After failing to reclaim the $11,000 level, Bitcoin is entering the fourth quarter of 2020 with the possibility of a larger pullback.

On Wednesday, Bitcoin closed at $10,788, which also represented the benchmark cryptocurrency’s monthly closing price. Every September in the last three years, the monthly price candle for Bitcoin had closed red. This painted a short-term bearish structure, reported  Cointelegraph, adding that one key highlight for September’s price action was the repeated rejection from the $11,000 level.

The key levels to watch are $11,800, $10,700, and $9,800, according to analyst “Byzantine General”. The analyst said breaking $11,800 would mean a resumption of the price appreciation while closing below $9,800 would imply a short-term bearish outlook.
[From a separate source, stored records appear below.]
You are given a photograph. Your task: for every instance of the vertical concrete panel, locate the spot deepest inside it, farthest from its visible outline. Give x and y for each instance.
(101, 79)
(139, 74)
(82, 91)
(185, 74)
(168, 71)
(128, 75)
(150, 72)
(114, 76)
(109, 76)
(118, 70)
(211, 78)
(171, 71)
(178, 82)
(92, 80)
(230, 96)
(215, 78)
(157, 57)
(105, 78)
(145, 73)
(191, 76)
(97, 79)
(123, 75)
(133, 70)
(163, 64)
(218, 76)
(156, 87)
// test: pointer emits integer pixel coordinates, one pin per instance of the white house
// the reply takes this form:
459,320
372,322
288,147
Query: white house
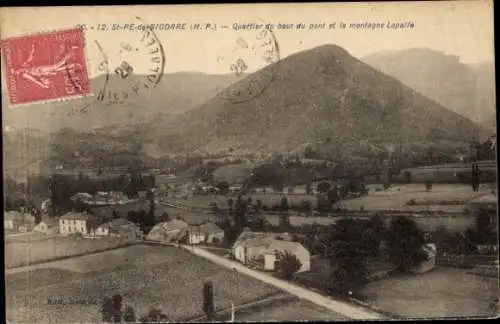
73,222
119,227
167,231
206,233
429,263
250,246
17,221
47,226
279,246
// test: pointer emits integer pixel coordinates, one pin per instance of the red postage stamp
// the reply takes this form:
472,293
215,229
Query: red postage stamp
45,67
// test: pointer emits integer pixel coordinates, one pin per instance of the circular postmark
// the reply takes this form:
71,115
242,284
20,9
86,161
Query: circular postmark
127,69
259,53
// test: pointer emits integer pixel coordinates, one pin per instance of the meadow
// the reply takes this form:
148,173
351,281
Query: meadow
450,198
442,292
25,252
168,278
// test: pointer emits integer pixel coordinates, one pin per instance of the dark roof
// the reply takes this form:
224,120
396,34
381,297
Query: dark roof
79,216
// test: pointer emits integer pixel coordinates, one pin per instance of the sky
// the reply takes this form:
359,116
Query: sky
461,28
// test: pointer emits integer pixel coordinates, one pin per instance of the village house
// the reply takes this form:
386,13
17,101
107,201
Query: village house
486,203
18,222
167,231
260,249
208,233
277,247
47,226
119,227
429,263
74,222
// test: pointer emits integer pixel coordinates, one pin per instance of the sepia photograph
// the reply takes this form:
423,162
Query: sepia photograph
250,162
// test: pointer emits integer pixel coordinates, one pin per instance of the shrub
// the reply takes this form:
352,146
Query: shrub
287,265
154,316
411,202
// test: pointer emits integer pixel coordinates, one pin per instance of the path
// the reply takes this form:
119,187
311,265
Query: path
342,308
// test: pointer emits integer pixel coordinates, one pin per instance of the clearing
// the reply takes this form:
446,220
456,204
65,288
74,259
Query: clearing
450,198
443,292
145,275
22,251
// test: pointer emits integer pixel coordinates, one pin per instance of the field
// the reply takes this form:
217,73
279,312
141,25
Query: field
443,292
21,251
233,172
299,310
145,276
440,198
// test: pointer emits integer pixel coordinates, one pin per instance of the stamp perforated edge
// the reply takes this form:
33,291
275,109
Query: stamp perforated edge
4,41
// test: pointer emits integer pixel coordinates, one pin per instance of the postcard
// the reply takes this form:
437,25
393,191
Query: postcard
249,162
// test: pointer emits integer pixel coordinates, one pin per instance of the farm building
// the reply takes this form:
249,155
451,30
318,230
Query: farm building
488,204
20,222
167,231
206,233
262,249
279,247
73,222
47,226
250,245
429,263
119,227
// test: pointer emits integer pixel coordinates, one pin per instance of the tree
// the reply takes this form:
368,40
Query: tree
287,264
374,231
208,299
323,205
213,207
332,195
116,302
230,203
258,206
347,257
164,217
107,309
485,232
154,315
284,204
428,185
323,187
240,213
129,314
278,186
223,187
404,240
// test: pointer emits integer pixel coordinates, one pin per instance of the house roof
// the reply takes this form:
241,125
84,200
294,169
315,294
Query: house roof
210,228
79,216
118,222
176,224
486,199
15,215
280,245
251,239
49,221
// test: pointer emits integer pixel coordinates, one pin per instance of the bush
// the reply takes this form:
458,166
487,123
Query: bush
154,316
287,265
411,202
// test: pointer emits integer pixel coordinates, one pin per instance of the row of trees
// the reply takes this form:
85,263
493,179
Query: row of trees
62,188
114,311
352,242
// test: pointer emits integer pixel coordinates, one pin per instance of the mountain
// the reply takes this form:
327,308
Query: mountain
467,89
320,95
177,93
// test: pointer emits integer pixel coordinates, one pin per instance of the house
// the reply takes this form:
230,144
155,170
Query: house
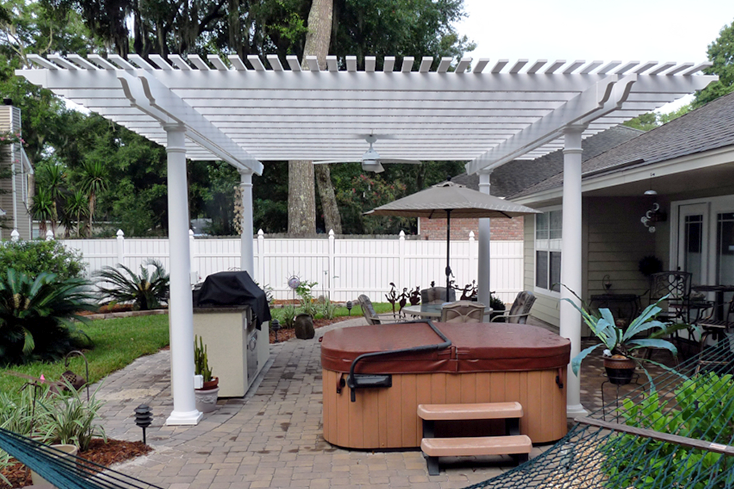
514,177
679,175
15,200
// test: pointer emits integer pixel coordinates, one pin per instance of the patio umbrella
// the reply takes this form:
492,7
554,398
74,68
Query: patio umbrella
446,200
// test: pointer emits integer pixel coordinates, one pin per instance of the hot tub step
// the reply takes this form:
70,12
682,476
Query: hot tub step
484,410
518,445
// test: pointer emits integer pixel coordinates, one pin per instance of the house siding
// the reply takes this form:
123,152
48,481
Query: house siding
616,241
545,307
10,121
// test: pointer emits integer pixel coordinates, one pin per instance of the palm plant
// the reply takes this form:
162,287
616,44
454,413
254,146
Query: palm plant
145,291
37,316
77,206
94,181
42,208
52,179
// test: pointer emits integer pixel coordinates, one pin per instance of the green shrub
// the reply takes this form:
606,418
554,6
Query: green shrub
145,291
703,410
36,257
36,316
69,419
52,418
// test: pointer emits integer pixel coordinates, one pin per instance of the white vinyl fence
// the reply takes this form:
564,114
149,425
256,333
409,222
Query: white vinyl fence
342,267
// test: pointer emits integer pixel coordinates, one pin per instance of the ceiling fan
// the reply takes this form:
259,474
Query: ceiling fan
371,160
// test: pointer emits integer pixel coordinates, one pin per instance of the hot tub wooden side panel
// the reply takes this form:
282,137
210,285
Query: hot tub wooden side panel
387,417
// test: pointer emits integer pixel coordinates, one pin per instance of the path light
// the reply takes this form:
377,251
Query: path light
143,418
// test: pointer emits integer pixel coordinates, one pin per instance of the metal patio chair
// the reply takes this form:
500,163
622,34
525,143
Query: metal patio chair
463,312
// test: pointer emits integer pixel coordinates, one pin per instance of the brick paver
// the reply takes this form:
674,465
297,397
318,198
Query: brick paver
271,438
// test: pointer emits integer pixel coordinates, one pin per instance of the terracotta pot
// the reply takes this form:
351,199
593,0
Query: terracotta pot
620,370
69,452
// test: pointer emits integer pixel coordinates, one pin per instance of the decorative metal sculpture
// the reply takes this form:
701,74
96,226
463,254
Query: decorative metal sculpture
469,291
392,297
403,300
415,296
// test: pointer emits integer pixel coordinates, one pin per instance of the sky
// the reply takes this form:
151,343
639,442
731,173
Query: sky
624,30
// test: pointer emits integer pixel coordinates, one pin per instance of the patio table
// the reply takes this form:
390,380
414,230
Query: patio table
431,310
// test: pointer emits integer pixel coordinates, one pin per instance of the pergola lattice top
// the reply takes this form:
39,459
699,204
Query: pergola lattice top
245,113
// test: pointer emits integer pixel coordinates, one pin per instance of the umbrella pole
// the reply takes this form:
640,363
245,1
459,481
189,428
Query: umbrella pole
448,252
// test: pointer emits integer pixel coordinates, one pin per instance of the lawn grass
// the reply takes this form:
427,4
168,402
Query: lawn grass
117,342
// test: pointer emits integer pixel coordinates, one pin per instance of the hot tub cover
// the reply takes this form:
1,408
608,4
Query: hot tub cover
233,289
476,347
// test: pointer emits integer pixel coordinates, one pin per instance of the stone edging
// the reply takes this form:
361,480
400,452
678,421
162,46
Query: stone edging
126,314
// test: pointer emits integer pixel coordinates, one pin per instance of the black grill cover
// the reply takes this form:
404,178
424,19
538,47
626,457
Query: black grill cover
233,289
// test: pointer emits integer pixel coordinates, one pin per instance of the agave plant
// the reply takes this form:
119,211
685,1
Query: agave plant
145,291
37,316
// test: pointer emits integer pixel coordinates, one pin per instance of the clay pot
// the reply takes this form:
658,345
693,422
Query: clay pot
304,327
619,369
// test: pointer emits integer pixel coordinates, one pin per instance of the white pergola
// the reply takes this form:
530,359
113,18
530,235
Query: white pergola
247,111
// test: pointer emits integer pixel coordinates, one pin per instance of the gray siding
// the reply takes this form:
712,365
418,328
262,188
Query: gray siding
545,307
10,121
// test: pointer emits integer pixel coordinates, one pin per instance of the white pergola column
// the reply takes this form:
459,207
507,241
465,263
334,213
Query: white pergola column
180,310
570,320
483,285
247,260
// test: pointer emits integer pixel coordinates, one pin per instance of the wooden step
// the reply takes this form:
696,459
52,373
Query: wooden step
484,445
485,410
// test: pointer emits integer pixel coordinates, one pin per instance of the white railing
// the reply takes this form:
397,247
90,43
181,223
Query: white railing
342,267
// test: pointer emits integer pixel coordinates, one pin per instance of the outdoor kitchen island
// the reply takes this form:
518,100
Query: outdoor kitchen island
449,363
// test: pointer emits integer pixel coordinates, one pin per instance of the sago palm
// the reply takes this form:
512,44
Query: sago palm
37,316
144,291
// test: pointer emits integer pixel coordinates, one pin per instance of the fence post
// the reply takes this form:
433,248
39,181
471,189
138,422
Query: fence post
120,247
472,254
261,258
332,245
194,278
403,279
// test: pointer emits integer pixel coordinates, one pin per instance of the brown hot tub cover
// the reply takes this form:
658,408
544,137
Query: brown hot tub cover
476,347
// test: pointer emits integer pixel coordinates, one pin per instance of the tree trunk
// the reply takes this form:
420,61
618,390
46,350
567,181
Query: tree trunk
332,219
301,199
301,196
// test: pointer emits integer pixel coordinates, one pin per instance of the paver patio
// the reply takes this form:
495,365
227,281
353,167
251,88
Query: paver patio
272,437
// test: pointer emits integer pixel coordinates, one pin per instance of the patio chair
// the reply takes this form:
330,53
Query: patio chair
520,309
368,310
677,286
717,328
437,295
463,312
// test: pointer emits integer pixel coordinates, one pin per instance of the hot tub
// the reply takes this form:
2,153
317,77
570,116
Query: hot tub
480,362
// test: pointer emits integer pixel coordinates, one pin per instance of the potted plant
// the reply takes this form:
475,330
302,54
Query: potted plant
206,397
621,342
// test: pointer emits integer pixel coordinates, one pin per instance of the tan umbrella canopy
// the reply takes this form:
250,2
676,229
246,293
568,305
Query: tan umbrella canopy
447,199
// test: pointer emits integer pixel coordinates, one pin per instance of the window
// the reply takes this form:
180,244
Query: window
548,250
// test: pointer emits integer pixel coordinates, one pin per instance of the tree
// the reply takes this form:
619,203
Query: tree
94,181
721,54
301,198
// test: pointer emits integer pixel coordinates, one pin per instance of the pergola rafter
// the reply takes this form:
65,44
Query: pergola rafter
242,111
253,110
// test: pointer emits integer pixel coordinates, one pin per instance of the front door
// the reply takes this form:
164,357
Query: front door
693,241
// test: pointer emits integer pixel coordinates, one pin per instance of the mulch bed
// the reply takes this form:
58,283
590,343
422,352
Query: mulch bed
99,452
286,334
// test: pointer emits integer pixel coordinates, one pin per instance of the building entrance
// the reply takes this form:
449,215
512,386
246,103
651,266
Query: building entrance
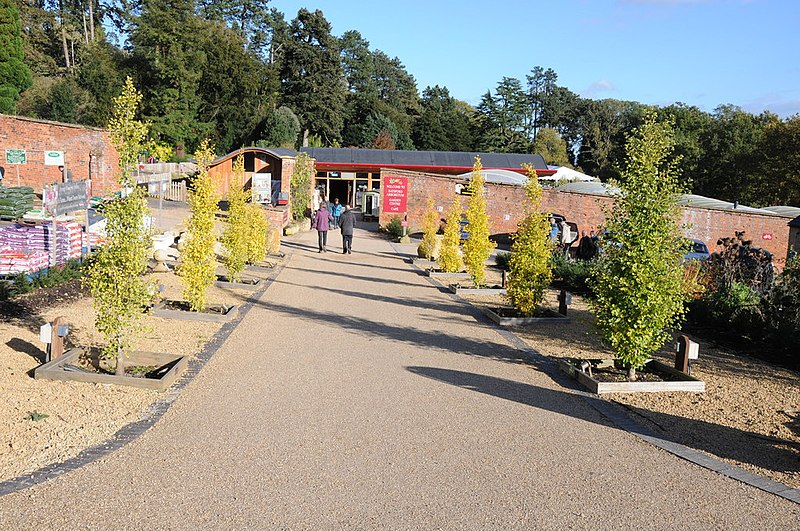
341,190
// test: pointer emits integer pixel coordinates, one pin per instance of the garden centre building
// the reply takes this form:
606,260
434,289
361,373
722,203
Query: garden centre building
351,175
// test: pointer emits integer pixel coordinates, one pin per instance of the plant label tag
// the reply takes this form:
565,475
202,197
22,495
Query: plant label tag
45,332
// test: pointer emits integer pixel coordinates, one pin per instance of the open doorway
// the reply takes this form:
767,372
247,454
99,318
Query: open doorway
340,190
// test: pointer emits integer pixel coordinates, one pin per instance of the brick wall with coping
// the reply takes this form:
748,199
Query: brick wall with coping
87,150
505,202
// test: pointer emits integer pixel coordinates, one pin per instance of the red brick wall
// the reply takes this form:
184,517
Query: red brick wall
82,146
586,210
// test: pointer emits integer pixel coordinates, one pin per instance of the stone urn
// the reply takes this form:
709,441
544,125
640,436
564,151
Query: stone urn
160,256
435,252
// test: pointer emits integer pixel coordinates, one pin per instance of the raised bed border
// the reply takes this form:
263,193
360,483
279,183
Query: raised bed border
160,310
54,370
685,382
523,321
250,284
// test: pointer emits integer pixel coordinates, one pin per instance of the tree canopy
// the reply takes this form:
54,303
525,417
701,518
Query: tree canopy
223,69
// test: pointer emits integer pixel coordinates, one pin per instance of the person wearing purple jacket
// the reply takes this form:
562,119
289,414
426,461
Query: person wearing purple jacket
322,222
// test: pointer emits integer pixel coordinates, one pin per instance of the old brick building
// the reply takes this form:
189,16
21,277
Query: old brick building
88,153
768,230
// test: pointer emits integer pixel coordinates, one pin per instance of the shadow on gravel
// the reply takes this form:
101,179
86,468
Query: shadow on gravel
421,338
339,274
450,308
720,441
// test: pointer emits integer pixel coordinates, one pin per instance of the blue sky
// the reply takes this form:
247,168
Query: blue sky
699,52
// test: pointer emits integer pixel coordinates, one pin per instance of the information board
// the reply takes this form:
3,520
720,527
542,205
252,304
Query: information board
16,156
395,194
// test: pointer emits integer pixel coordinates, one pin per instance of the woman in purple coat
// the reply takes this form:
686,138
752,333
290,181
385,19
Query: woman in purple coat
322,222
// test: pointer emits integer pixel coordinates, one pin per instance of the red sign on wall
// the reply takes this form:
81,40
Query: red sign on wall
395,194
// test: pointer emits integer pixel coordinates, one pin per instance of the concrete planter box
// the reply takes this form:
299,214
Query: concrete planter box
214,313
169,367
250,284
678,381
458,290
551,317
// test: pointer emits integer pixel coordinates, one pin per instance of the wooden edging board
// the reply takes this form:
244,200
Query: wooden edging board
477,291
250,284
263,267
685,382
448,276
160,310
54,370
522,321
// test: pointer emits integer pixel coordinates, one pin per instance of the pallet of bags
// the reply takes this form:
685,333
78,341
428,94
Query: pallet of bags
13,262
15,201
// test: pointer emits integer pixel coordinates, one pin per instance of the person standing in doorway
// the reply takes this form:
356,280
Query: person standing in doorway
347,223
336,212
66,174
322,222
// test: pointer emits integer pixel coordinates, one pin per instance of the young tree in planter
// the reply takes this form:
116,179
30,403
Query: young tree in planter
235,237
639,279
115,275
198,265
477,247
529,263
301,185
450,254
430,226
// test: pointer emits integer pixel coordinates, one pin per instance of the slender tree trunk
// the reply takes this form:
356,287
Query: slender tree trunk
91,19
66,48
85,30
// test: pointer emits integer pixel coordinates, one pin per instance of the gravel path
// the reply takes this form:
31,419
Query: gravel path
357,395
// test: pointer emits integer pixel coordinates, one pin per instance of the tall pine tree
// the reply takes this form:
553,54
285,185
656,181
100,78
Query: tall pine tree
312,78
15,76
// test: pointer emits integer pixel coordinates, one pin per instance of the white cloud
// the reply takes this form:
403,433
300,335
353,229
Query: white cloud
598,87
783,107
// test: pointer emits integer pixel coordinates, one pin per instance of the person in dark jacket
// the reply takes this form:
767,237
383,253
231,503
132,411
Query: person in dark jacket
347,222
322,222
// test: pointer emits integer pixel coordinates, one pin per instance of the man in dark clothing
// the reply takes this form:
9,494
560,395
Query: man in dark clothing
347,222
322,222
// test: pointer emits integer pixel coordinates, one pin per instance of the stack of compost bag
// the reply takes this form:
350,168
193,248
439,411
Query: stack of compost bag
15,201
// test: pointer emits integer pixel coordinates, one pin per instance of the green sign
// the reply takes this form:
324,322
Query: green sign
16,156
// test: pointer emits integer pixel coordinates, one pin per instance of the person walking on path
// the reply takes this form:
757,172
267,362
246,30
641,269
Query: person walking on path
322,222
347,223
336,212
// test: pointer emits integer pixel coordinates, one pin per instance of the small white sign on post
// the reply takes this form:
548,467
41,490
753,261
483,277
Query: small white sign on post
54,158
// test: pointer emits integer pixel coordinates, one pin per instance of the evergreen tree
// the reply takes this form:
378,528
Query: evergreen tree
441,126
236,92
552,147
312,79
15,76
281,128
169,60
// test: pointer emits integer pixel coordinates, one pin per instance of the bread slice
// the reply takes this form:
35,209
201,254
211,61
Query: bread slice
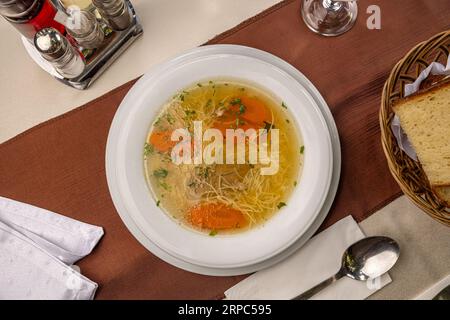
425,118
A key level of interest was $9,600-$9,700, which represented the gap that formed in the Chicago Mercantile Exchange (CME) when Bitcoin moved wildly while the exchange was closed during weekends. The CME gap almost always gets filled, meaning the price will return to the gap and so traders also expect that at some point in the short-term, Bitcoin will approach this level once again.

Bitcoin did not perform really well in the fourth quarter of the last two years. Coupled with the uncertainty of the market due to resurging COVID-19 infections and the upcoming presidential elections, there’s technically no new money, at least in the U.S., to be put to stocks, Bitcoin or gold, Cointelegraph continued. 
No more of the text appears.